Faltaban
unas horas antes de que mi Hermano Abeja muriera. Había nacido
apenas dos días antes. En México se jugaba un mundial de futbol, y
todo era fiesta, menos en esa casa de una ciudad perdida, construida
de la noche a la mañana sobre terregales salitrosos con espíritu de
olvido.
Llovía
con la fuerza de esos junios antes del cambio climático. Con furia,
con ánimo de no terminar nunca de desaguarse el cielo. Recuerdo que
el clima era una mezcla de desasosiego, miedo, lodos y tristeza.
Llorabas todo el tiempo. Eras un manojo de dolor. Recuerdo también
que eras igual a T. Negrito Nuestro que estás en la memoria,
recordado sea tu paso…
Ella, nuestra madre sabía que algo no estaba bien. Él, lo presentí también. Nosotros, Yo, T. y V. lo intuíamos. Eran noches largas. El diablo ya se le había aparecido a Lulú, según relataría después. La tragedia se cernía sobre ese hogar que te esperaba desde antes de V..
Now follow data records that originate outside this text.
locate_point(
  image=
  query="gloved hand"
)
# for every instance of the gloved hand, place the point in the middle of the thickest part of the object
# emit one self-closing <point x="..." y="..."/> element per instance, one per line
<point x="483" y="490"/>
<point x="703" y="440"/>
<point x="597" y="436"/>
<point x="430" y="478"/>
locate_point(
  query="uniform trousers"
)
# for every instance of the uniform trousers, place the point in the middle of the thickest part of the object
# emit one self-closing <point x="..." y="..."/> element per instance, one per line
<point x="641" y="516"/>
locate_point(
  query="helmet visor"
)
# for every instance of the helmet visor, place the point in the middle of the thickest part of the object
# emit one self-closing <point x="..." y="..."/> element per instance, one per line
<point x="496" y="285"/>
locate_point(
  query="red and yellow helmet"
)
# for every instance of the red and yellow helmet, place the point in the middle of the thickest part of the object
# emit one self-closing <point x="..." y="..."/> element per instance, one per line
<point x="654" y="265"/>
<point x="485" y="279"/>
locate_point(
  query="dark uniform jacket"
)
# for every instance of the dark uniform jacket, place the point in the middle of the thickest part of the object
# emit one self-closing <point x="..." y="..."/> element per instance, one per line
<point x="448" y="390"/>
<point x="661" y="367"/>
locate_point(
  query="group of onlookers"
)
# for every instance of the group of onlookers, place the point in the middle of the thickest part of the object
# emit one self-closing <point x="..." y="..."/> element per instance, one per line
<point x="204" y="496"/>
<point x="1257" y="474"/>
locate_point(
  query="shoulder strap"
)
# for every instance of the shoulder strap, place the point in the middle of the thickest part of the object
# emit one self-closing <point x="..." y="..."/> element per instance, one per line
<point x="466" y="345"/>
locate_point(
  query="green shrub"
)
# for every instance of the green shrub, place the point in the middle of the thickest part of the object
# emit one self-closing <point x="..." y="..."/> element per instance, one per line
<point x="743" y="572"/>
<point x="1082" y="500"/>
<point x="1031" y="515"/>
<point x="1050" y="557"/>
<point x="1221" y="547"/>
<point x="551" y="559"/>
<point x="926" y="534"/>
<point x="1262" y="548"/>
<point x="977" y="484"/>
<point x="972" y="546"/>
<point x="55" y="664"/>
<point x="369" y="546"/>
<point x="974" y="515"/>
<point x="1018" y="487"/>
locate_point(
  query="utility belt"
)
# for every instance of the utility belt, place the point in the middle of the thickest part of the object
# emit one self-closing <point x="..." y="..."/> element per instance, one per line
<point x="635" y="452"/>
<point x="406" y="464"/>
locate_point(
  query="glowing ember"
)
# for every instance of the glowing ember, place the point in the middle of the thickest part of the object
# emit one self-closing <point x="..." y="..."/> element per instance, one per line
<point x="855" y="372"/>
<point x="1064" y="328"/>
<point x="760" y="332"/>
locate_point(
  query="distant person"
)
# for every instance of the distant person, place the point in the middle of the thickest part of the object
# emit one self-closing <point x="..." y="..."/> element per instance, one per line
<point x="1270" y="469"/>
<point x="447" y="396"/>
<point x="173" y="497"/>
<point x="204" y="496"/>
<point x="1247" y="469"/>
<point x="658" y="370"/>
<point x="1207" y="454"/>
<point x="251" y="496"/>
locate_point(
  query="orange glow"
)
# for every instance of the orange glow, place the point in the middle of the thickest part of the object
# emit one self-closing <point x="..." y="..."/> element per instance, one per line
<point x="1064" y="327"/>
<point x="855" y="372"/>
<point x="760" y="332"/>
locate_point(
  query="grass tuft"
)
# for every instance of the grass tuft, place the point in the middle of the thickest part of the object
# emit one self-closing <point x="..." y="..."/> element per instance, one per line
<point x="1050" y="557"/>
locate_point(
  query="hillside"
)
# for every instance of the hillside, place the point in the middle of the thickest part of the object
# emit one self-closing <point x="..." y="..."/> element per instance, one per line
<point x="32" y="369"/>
México había empatado, Hugo Sánchez había fallado un penal en el estadio Azteca y Maradona maravillaría al mundo con un gol mágico, bordado, de filigrana y revancha, y Manuel Negrete pintaría una media tijera para la posteridad. Eso era lo que contaban o contarían mis compañeros en la escuela.
Lo que más recuerdo de los mundiales es la final del Argentina 78. transmitida por televisión en blanco y negro. De nombres como Ubaldo Matildo El Pato Fillol, el Matador Mario Alberto Kempes. Y de los apellidos de los héroes italianos de ése y más torneos, como el de México 86, cuyas terminaciones —“inis”—, adaptábamos luego a nuestros apellidos y nombres indígenas: “Higini-ni”, “Pedri-ni”, “Daniel-ini”, para investirnos de europeos, jugadores chingones pues… Faltaban horas para no volver a mirar igual ningún mundial de futbol.
Las cascaritas, minitorneos de mi infancia, los encuentros entre equipos de calles rivales, todo, desaparecía con cada quejido tuyo en la penumbra de las horas más tristes de nuestras vidas.
Hay
noches que se vuelven fangosas por el dolor.
Líneas paralelas del universo que se bifurcan y se unen en espirales infinitas en las que uno, el que está allí, escuchando y sintiendo cómo la vida recién nacida —como la tuya Hermano Abeja— se consume, y el “otro”, ese en el que nos separamos para “irnos”, fugarnos, de ese instante, y no sentir más esas tortuosas jornadas, regresan a nuestro centro.
Esa última noche que estuviste con nosotros fuera del vientre de Lulú sólo hablaste con tu lengua desconocida, primigenia, de los bebés cósmicos que vienen a golpear, sin saberlo, con la fuerza de su llegada, los caminos, no destruyéndolos, sino modificándolos de tal manera que se deben hacer otros, nuevos, que llevan a otros destinos.
Hoy,
hace 33 años faltaban unas horas para que murieras Hermano Abeja, y
no hubo mucho tiempo de hablar, de vernos, de nada. Entonces, casi
igual que ahora, nada sabía de nada.
Ahora sé que el dolor es un ente vivo que, pegado a nuestra piel, con el tiempo muta, siempre muta.
Argentina ganó ese mundial. Mamá perdió la razón, y todos, de alguna manera también la perdimos, a ella y la razón.
Luego
de uno días regaló tu ropa a una madre cuyo hijo, nacido un día
antes que tú, tendría una vida, quizás, más larga que la tuya.
Ese día el sol brillaba iluminando el agua encharcada en la calle. Todo el dolor de la humanidad en el rostro de mamá contrastaba con la alegría de la mujer, más pobre que nosotros, que había dicho no importarle ponerle ropones a su hijito de un niño muerto.
Mamá
extendía las prendas mecánicamente y, mientras enjugaba sus
lágrimas, se secaba la leche que aún le brotaba del pecho.